Deron Rippey Jr.

No. 3 – Duke Blue Devils
- Position: Point guard
- Conference: Atlantic Coast Conference

Personal information
- Born: August 1, 2007 (age 19)
- Listed height: 6 ft 3 in (1.91 m)
- Listed weight: 185 lb (84 kg)

Career information
- High school: Blair Academy (Blairstown, New Jersey)
- College: Duke (2026–present)

Career highlights
- Morgan Wootten National Player of the Year (2026); McDonald's All-American (2026);

= Deron Rippey Jr. =

American basketball player (born 2007)

Deron Rippey Jr. (born August 1, 2007) is an American college basketball player for the Duke Blue Devils of the Atlantic Coast Conference (ACC). He played high school basketball for Blair Academy in Blairstown, New Jersey, where he was a five-star prospect and one of the top recruits in the class of 2026.

==Early life==
Rippey was born on August 1, 2007. The youngest of five children, Rippey's four sisters each played basketball, and his father played college basketball for the East Carolina Pirates. Rippey played basketball from a young age and started competing in tournaments at age nine.
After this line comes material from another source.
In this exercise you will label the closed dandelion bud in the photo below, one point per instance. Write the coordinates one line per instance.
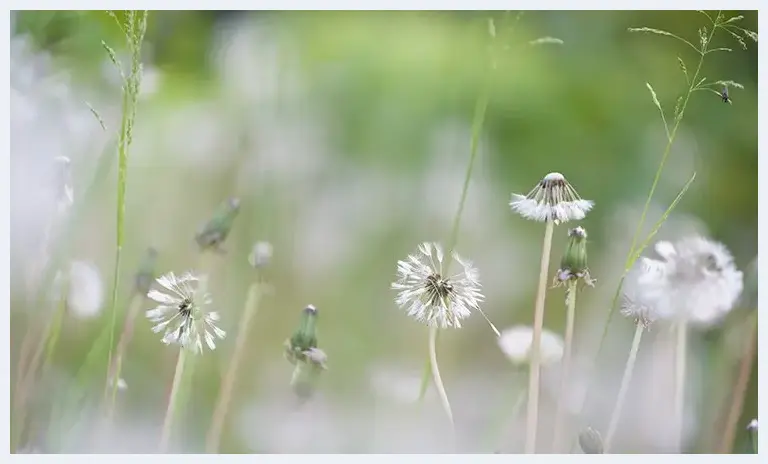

From sixth grade through eighth grade, he attended The Rectory School in Connecticut, where he helped the basketball team compile a record of 11–3 with a championship in his last year. He then enrolled at Blair Academy in New Jersey, serving as the team's sixth man as a freshman and then becoming their starting point guard as a sophomore.

As a junior in 2024–25, Rippey averaged 16.2 points, 5.3 assists and 4.9 rebounds per game and was named the Gatorade New Jersey Player of the Year. He led Blair to the state championship, where he posted a triple-double, recording 16 points, 13 assists and 11 rebounds in an 88–75 win over The Patrick School. After his junior year, he played in the Adidas 3SSB circuit, averaging 15.2 points, 3.2 rebounds and 5.1 assists.

A five-star recruit, Rippey is a consensus top-20 prospect nationally. He is also the number one ranked point guard recruit and the top recruit in New Jersey. He committed to play college basketball for the Duke Blue Devils.